You said the front driveshaft turns in 4 HI. If the xfrer case is in 4HI (with the vehicle not moving) you should not be able to turn the front driveshaft by hand at all. 

Try this test with at least one front tire off the ground. You don't need the engine running, just the key on. Try spinning the front shaft in all Xfer case positions. It should spin easy in 2 HI. No spin in 4 HI or 4 LO. 4 Auto it may spin, with some resistance. If this seems right, I would confirm operation of the front axle shift motor. It should be easy to get off and confirm operation. Pull it off and change from 2 Hi to any other position. You should see the actuator extend, then retract for 2 HI. Also, the front axle sensor is in the actuator. So if the actuator works, the truck thinks you are in 4WD. 
If all of these things work properly, you very likely have a broken axle shift fork.
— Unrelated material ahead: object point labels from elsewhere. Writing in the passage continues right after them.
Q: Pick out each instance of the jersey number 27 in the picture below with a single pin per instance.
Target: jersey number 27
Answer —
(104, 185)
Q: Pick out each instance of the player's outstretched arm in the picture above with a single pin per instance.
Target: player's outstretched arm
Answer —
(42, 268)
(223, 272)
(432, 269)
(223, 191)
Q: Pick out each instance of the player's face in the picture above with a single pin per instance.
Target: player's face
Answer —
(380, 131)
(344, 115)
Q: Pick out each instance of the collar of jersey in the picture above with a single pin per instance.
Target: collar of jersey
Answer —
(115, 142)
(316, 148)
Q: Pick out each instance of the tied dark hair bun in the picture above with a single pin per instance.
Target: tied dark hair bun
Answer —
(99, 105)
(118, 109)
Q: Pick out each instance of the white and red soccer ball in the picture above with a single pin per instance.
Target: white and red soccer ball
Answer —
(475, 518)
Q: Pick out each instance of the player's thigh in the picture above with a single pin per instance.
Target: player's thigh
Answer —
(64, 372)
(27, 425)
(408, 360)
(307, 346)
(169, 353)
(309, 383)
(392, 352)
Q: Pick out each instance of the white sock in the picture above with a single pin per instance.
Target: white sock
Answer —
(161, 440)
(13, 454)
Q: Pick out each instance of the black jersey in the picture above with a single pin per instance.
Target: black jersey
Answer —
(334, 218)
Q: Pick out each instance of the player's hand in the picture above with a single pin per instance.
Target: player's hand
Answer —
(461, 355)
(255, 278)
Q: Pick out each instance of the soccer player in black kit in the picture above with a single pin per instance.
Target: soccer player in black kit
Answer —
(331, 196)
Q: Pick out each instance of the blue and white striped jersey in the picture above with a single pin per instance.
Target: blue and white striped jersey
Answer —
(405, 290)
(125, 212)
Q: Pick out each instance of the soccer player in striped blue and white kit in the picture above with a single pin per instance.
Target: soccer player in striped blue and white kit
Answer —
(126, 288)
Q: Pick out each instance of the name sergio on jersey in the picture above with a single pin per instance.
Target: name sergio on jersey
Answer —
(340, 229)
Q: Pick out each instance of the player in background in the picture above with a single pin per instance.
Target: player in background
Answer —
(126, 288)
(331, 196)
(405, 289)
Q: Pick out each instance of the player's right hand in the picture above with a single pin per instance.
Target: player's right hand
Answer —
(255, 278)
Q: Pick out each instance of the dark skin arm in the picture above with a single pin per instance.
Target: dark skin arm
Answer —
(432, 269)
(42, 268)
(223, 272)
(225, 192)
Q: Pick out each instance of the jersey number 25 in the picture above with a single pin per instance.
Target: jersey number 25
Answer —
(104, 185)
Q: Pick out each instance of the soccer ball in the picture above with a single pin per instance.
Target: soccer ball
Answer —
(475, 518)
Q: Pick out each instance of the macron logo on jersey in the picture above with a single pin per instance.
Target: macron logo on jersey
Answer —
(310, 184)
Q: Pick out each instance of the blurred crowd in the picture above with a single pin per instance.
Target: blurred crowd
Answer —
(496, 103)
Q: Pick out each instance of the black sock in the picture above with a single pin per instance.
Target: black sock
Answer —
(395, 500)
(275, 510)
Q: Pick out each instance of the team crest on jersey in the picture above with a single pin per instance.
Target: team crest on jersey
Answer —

Or something else like a shaft or differential component in the front axle is broken. Replacing the fork will probably require removing the pass side CV shaft tearing down the pass side of the axle. You could probably pull the diff cover and confirm the pass side axle is not connected to the diff gears before tackling that.


----------



## mikeauto1 (Nov 27, 2008)

*no 4 wheel drive*

i would put a scanner on the vehicle to seee if the any code in computer anywhere. if tyou have a bad encoder motor it would trip a code. then there is a mode in the scanner where you can command the transfer case to go through all the functions, try that if you can get a scanner before replacing any more parts.


----------



## Superior L & L (Oct 6, 2006)

Looks like im going to have a busy Monday thanks for the help, I will keep posted


----------



## 2COR517 (Oct 23, 2008)

Did you ever figure this out?


----------



## RamPainting LLC (Nov 9, 2008)

I lost 4x4 last storm on my 1500 PU, turned out the sensor on the electronic hubs was shot, replaced the sensor and was back in business.


----------